Adequate volume control is a major challenge in hemodialysis (HD) patients, as both fluid overload and depletion are associated with increased mortality. Ultrafiltration is the only means for fluid removal in anephric patients. Whenever the ultrafiltration rate (UFR) exceeds the plasma refilling rate, the blood volume declines and hypotension may ensue. Relative blood volume (RBV) monitoring during HD is used as a means to tailor UFR. Our goal was to explore the association between intradialytic RBV levels and all-cause mortality in maintenance HD patients

Methods

We conducted a retrospective analysis of data from HD patients dialyzed in 17 Renal Research Institute clinics between 1/2012 and 12/2016. A 6-months baseline period preceded a follow-up. Censoring events were change in treatment modality, transfer to another clinic, and study end. RBV was measured using the Critline monitor. RBV was assessed after 25%, 50%, 75% and 100% of the elapsed treatment time. The relationship between mortality and RBV at these four time points was analyzed using Cox proportional hazards models with spline terms

Results

We studied 842 patients with a total of 28,119 HD treatments (mean age 61.0±14.8 years, 50% whites, 62% males, 56% had diabetes mellitus, 22% had congestive heart failure).

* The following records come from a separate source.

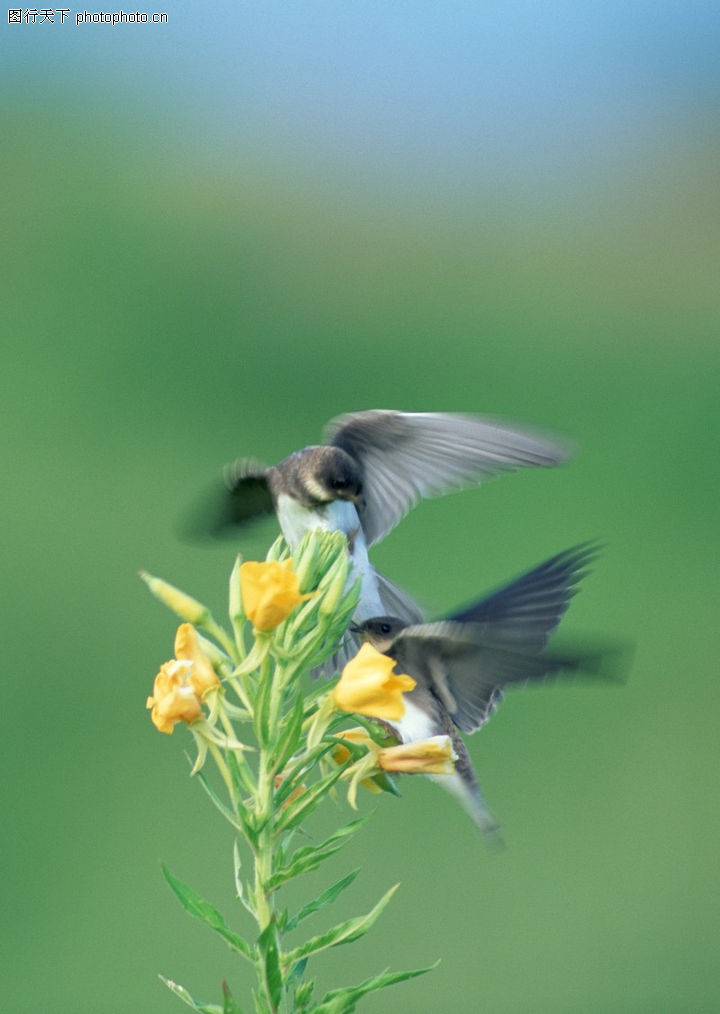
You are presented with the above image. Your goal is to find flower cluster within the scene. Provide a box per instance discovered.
[142,531,446,1014]
[146,624,220,733]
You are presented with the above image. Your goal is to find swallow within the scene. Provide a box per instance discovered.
[184,410,569,623]
[353,542,624,835]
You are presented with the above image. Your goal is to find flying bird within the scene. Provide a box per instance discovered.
[186,410,569,623]
[353,542,617,832]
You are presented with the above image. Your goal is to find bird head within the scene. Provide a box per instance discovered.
[302,447,365,507]
[350,617,408,652]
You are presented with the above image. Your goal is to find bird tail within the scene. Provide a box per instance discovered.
[429,774,502,846]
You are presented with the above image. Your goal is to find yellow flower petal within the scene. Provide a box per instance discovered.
[333,644,417,721]
[175,624,220,698]
[332,727,382,798]
[145,658,202,733]
[378,736,457,775]
[240,560,310,631]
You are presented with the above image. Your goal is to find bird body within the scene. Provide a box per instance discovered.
[188,410,568,623]
[355,545,602,832]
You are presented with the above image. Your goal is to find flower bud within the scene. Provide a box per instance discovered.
[140,571,210,626]
[378,736,457,775]
[240,560,310,631]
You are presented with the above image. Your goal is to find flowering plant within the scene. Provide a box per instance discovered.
[142,531,442,1014]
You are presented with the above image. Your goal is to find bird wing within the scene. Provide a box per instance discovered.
[447,542,600,651]
[325,409,569,545]
[390,623,602,732]
[183,457,275,538]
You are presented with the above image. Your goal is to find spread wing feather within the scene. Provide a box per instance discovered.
[325,409,568,545]
[447,542,599,651]
[391,623,600,732]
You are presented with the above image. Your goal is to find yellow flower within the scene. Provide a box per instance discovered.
[240,560,310,631]
[146,658,202,733]
[175,624,220,698]
[332,728,382,792]
[333,644,416,721]
[377,736,457,775]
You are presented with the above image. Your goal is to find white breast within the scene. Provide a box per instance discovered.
[387,695,438,743]
[278,493,385,622]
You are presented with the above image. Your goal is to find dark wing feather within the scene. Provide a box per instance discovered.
[391,623,603,732]
[182,457,275,539]
[325,409,568,545]
[447,542,599,651]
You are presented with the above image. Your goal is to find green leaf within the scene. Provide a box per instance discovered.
[162,865,254,961]
[258,919,283,1009]
[275,766,345,831]
[270,691,304,775]
[196,771,258,845]
[159,975,223,1014]
[312,961,440,1014]
[222,979,242,1014]
[286,869,360,933]
[275,743,335,805]
[265,814,370,890]
[254,672,273,748]
[295,979,315,1014]
[287,884,400,961]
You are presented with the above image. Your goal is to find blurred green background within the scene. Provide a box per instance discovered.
[0,3,720,1014]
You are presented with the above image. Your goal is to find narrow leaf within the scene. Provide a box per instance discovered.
[254,665,273,747]
[286,870,360,933]
[196,771,255,842]
[258,919,283,1009]
[222,979,242,1014]
[287,884,400,961]
[275,766,345,831]
[271,691,304,775]
[265,814,370,890]
[159,975,223,1014]
[162,865,254,961]
[312,961,440,1014]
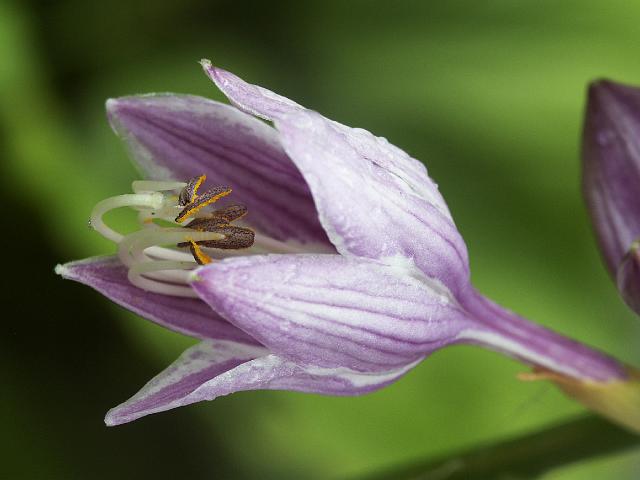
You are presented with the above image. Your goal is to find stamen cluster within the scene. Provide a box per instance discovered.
[90,175,255,297]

Median follow-up time was 30.8 months. The mortality rate was 11.5/100 patient years. We identified specific intradialytic RBV levels after 25%, 50%, 75% and 100% of the elapsed dialysis treatment time that were associated with a significantly lower all-cause mortality [Fig 1].

Conclusion

We showed in a large cohort of HD patients that specific RBV levels are associated with better outcomes. These findings corroborate the notion that RBV monitoring has the potential to improve outcomes. Prospective studies are warranted to explore if active attainment of these RBV levels translates into improved patient outcomes.

Fig 1. Intradialytic RBV ranges associated with hazard ratios significantly below 1.0 for all-cause mortality.